But he really, really had to let them go.

For real, this time.

He’d tried so hard to let Angus go. Stopped talking about him, even to his wrongly-trusted partner and best friend. Ignored the updates that Harry had sent, at first.

He had never really succeeded.

Now he had to.

He had to let both of his boys go.

The plans he’d had, to bring Angus into the fold (but to keep himself hidden in the shadows), once a suitable partner was found, had been permanently shelved once he’d learned of Sam’s existence.

Angus was capable of great things. Sam surely would be too.

With great power, came great responsibility, and he was the only US covert operative who could do what he could do. Angus, he knew, would have been the second…but now, there were bigger things at stake.

Sam needed a father. He needed Angus to not become their father. Not become him, and not spend all his time travelling the world and risking his life, living a life of lies and spies.

It was blatantly clear to him now, that keeping work and family separate was impossible. He was empirical proof of the fact.
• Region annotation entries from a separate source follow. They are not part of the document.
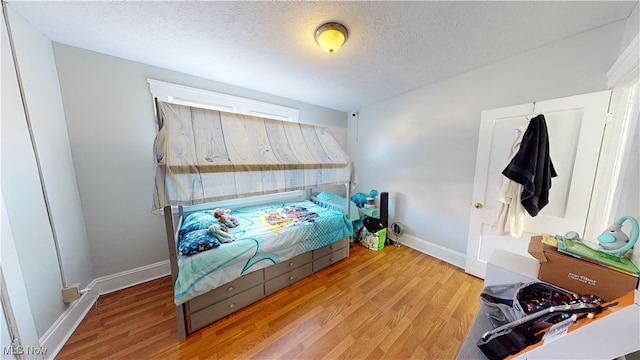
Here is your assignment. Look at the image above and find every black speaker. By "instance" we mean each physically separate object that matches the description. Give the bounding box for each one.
[380,192,389,228]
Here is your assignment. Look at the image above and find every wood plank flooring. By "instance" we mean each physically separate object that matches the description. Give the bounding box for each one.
[56,245,483,360]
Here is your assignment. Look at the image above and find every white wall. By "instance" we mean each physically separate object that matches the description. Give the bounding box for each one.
[2,4,93,337]
[54,43,347,277]
[348,21,625,255]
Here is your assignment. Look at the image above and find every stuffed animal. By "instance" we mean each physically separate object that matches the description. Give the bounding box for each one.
[213,208,238,231]
[207,224,236,243]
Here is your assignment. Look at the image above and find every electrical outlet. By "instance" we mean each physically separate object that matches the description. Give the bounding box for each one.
[62,283,82,304]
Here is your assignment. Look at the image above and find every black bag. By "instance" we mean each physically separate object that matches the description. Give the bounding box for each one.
[480,282,604,327]
[362,217,384,234]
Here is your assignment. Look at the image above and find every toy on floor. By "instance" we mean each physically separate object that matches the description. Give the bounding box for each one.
[351,189,378,207]
[598,216,639,256]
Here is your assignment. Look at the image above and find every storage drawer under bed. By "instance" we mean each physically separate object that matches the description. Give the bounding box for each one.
[313,246,349,272]
[264,262,313,295]
[264,252,313,280]
[189,270,264,313]
[189,284,264,333]
[313,238,349,260]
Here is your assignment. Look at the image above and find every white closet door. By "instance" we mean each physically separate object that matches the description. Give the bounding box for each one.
[465,91,611,278]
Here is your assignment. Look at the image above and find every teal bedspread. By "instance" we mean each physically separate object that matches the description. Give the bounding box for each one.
[174,201,353,305]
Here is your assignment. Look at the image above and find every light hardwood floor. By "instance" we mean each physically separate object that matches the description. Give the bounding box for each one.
[56,244,483,360]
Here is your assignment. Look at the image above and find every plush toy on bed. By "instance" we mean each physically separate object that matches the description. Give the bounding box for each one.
[207,224,236,243]
[213,208,238,232]
[351,189,378,207]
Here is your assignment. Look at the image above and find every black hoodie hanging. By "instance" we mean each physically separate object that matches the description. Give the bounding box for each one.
[502,114,558,216]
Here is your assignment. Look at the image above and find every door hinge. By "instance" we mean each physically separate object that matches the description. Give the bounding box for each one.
[604,112,616,125]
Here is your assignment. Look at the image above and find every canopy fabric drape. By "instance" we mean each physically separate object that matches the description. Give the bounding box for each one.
[153,102,353,212]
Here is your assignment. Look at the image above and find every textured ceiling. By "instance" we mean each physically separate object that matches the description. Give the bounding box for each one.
[8,0,638,111]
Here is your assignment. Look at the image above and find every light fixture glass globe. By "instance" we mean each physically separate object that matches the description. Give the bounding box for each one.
[316,23,347,54]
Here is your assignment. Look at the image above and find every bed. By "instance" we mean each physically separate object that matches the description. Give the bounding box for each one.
[165,192,358,341]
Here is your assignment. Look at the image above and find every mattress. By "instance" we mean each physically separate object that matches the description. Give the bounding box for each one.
[174,201,353,305]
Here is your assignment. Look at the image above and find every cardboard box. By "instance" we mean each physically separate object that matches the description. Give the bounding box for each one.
[529,236,638,301]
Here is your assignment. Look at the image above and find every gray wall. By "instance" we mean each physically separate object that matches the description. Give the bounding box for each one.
[348,21,625,254]
[2,9,93,337]
[53,43,347,277]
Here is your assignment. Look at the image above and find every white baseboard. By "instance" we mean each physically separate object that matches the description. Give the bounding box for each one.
[96,260,171,295]
[400,234,467,269]
[40,280,99,359]
[40,260,171,359]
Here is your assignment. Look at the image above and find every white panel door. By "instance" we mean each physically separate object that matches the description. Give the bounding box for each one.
[465,91,611,278]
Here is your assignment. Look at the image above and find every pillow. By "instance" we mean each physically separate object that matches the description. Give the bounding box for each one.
[316,191,360,221]
[180,211,218,235]
[178,229,220,255]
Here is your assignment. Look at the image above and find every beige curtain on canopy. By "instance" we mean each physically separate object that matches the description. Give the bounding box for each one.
[153,102,353,212]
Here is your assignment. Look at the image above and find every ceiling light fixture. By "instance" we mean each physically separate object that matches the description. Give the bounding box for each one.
[316,22,347,54]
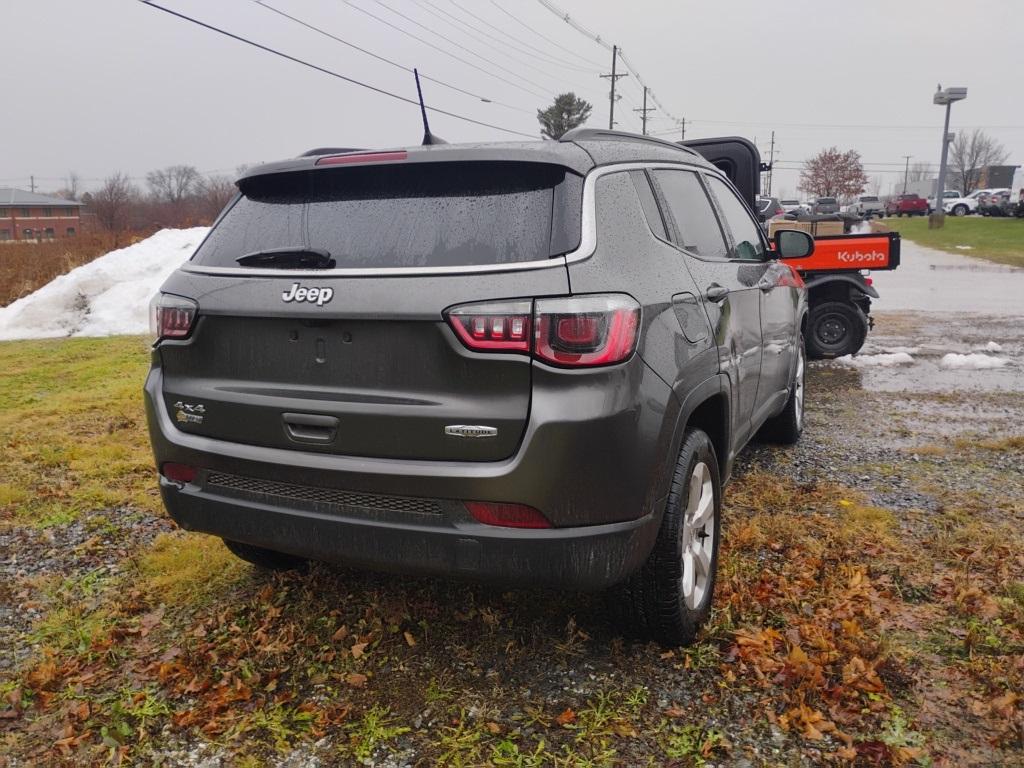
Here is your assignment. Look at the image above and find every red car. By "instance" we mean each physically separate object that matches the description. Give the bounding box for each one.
[886,195,928,216]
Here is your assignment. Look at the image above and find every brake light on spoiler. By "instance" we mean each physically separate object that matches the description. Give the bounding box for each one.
[444,294,640,368]
[316,150,409,165]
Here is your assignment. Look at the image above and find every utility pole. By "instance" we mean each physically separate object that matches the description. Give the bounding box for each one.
[633,85,654,136]
[601,45,626,131]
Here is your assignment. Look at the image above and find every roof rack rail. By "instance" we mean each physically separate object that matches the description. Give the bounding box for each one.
[299,146,364,158]
[558,128,699,157]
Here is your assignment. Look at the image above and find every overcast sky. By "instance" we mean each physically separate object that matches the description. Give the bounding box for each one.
[0,0,1024,198]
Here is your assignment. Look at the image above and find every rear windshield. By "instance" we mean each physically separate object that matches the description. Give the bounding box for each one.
[194,162,583,268]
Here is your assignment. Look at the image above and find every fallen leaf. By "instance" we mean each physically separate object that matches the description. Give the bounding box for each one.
[345,672,367,688]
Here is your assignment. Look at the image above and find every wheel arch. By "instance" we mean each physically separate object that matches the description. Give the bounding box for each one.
[673,374,732,483]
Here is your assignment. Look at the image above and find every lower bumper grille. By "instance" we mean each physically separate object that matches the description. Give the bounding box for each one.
[205,472,443,517]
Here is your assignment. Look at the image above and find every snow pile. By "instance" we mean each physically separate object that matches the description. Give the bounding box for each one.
[939,352,1010,371]
[836,352,913,368]
[0,226,209,340]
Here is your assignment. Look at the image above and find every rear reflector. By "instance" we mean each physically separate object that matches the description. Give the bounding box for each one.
[160,462,199,484]
[466,502,551,528]
[316,150,409,165]
[444,294,640,368]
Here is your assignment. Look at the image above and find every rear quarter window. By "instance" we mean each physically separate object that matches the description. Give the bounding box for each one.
[194,162,583,268]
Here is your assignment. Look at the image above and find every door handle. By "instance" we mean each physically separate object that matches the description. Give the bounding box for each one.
[705,283,729,304]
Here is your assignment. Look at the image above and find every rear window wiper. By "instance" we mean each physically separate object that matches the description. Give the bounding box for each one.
[236,246,335,269]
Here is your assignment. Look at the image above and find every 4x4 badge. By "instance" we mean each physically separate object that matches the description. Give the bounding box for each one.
[281,283,334,306]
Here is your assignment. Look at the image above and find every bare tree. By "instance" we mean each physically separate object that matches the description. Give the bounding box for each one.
[800,146,867,198]
[197,176,238,222]
[145,165,202,206]
[949,128,1010,195]
[90,171,138,246]
[54,171,81,200]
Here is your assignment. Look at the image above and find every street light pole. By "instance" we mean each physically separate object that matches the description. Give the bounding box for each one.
[928,85,967,229]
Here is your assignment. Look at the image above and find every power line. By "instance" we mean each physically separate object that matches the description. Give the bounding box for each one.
[405,0,602,101]
[139,0,536,138]
[440,0,600,75]
[344,0,546,98]
[356,0,548,98]
[490,0,604,72]
[253,0,534,115]
[538,0,678,120]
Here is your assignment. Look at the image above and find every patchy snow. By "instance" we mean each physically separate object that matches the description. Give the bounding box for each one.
[836,352,913,368]
[0,226,209,340]
[939,352,1010,371]
[871,240,1024,316]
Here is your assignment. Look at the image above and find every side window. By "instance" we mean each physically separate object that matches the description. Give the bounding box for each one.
[708,176,767,261]
[630,171,669,241]
[630,171,669,240]
[653,169,729,259]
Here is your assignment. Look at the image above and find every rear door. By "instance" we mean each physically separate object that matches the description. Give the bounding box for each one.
[709,176,800,429]
[651,169,761,445]
[159,162,582,461]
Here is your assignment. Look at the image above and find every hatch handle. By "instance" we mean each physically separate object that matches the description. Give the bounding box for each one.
[282,414,338,444]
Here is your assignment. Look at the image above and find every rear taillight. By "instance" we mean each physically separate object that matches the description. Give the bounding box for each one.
[447,301,534,352]
[445,294,640,368]
[150,293,199,343]
[160,462,199,485]
[466,502,551,528]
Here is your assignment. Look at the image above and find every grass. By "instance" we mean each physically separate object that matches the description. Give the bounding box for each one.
[0,338,1024,768]
[0,337,160,525]
[0,231,153,306]
[886,216,1024,266]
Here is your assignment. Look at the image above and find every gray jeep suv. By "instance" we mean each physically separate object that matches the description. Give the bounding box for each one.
[145,130,813,642]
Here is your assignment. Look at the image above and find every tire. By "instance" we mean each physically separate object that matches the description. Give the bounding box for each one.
[807,301,867,359]
[222,539,308,570]
[760,336,807,445]
[608,429,722,645]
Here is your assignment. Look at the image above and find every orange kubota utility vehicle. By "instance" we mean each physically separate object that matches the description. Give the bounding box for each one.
[680,136,900,358]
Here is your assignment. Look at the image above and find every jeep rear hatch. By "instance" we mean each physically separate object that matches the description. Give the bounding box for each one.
[159,161,583,461]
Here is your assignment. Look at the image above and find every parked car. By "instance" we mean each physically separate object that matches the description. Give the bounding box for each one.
[849,195,886,218]
[757,198,785,221]
[811,198,839,215]
[928,189,964,213]
[144,129,814,643]
[886,194,928,216]
[978,186,1010,216]
[943,189,989,216]
[979,189,1010,217]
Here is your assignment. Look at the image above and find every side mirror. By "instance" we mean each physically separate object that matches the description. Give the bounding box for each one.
[775,229,814,259]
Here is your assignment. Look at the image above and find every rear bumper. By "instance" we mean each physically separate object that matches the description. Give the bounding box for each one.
[145,357,675,589]
[160,478,658,590]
Angus’ work, he vowed, no matter what pressures were placed on him from above, would never, ever be his line of work.

There were, after all, many ways to save the world.

JPL would love to have Angus. He would love it there. And he could work on projects that’d wind up benefiting not only astronauts, but soldiers and civilians alike.
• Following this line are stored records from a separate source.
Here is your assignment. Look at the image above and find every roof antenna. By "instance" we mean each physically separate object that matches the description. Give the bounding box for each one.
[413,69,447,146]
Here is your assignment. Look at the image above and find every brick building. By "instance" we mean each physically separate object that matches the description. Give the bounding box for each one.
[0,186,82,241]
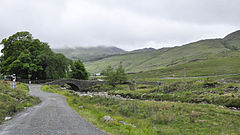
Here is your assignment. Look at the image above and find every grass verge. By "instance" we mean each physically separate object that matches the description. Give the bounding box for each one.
[0,81,41,124]
[42,85,240,135]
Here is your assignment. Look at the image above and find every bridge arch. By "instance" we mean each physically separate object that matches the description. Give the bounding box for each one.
[46,79,105,91]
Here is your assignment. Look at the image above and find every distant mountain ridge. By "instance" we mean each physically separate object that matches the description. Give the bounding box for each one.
[53,46,126,61]
[85,31,240,73]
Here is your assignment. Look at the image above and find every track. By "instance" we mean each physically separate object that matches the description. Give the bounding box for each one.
[0,85,107,135]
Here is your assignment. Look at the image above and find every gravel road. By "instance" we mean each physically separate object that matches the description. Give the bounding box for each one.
[0,84,107,135]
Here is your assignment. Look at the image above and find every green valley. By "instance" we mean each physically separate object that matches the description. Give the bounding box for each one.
[85,31,240,77]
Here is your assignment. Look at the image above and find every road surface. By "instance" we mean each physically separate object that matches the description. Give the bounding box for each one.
[0,84,107,135]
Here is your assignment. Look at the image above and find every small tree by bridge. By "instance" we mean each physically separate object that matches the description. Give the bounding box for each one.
[70,60,88,80]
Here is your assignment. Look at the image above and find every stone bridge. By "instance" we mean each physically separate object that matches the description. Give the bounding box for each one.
[46,79,106,91]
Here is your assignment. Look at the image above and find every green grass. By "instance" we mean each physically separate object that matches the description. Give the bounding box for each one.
[109,78,240,108]
[42,85,240,135]
[0,81,40,123]
[84,30,240,77]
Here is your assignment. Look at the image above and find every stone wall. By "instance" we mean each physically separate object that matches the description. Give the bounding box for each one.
[46,79,106,91]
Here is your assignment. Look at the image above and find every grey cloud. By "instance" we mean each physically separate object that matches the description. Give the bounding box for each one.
[0,0,240,49]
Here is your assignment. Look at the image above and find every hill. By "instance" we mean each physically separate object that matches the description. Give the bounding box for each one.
[85,31,240,73]
[53,46,126,61]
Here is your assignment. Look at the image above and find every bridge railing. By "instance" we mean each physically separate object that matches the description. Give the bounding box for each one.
[17,79,54,84]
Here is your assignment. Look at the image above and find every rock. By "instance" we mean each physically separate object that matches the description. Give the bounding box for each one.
[4,117,12,120]
[102,116,114,123]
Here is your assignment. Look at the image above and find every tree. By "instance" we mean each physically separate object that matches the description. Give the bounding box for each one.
[71,60,88,80]
[104,65,127,87]
[0,32,71,79]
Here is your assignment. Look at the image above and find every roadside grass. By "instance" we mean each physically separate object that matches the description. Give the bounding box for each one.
[128,51,240,81]
[41,85,240,135]
[0,81,41,124]
[109,78,240,108]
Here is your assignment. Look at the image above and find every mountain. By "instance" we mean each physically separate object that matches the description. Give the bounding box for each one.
[53,46,126,61]
[85,31,240,73]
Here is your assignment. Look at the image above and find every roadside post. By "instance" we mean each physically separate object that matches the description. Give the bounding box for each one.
[10,74,17,89]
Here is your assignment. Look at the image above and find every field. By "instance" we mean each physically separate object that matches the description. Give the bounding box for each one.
[84,31,240,77]
[42,77,240,135]
[0,81,40,123]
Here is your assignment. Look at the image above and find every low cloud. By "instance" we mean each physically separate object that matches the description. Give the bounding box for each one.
[0,0,240,50]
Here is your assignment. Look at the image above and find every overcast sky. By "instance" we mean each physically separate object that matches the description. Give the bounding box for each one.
[0,0,240,50]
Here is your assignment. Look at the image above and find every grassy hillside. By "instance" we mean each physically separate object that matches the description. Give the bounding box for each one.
[85,31,240,75]
[53,46,125,61]
[0,81,40,123]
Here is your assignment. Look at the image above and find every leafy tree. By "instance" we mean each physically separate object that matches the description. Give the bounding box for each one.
[71,60,88,80]
[104,65,127,87]
[0,32,71,79]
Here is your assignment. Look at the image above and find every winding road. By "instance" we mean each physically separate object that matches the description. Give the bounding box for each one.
[0,84,107,135]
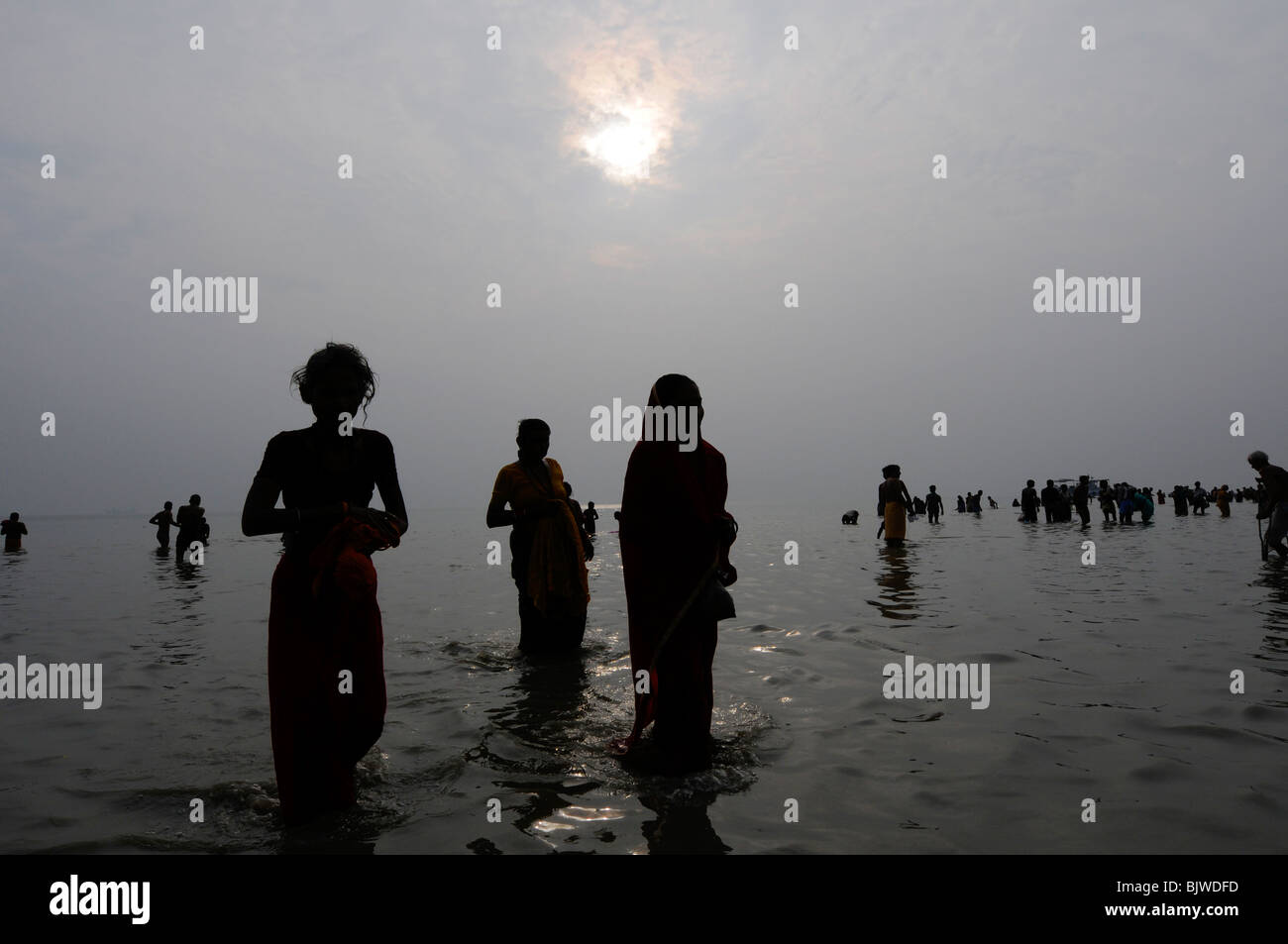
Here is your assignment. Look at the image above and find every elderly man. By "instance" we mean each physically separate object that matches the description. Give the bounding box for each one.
[1248,450,1288,561]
He’d make a phone call in the morning.

* * *

Four hours later, Bozer came home from his shift at Killer Burgers to find a porta-cot in the living room, the coffee table converted to a change table, an open diaper bag next to the couch, baby bottles in the kitchen in what appeared to be a DIY solar-powered bottle-warmer, and his BFF sitting on the couch, watching a YouTube video on changing diapers on the TV while typing out an email to his C.O. about filing a request for discharge on parenthood/humanitarian grounds.

Bozer gaped for a moment. Then, he pinched himself, hard, and glanced once more at the blonde baby whom he swore already looked like his best friend sleeping in the cot.

Then, he turned to Mac, crossing his arms.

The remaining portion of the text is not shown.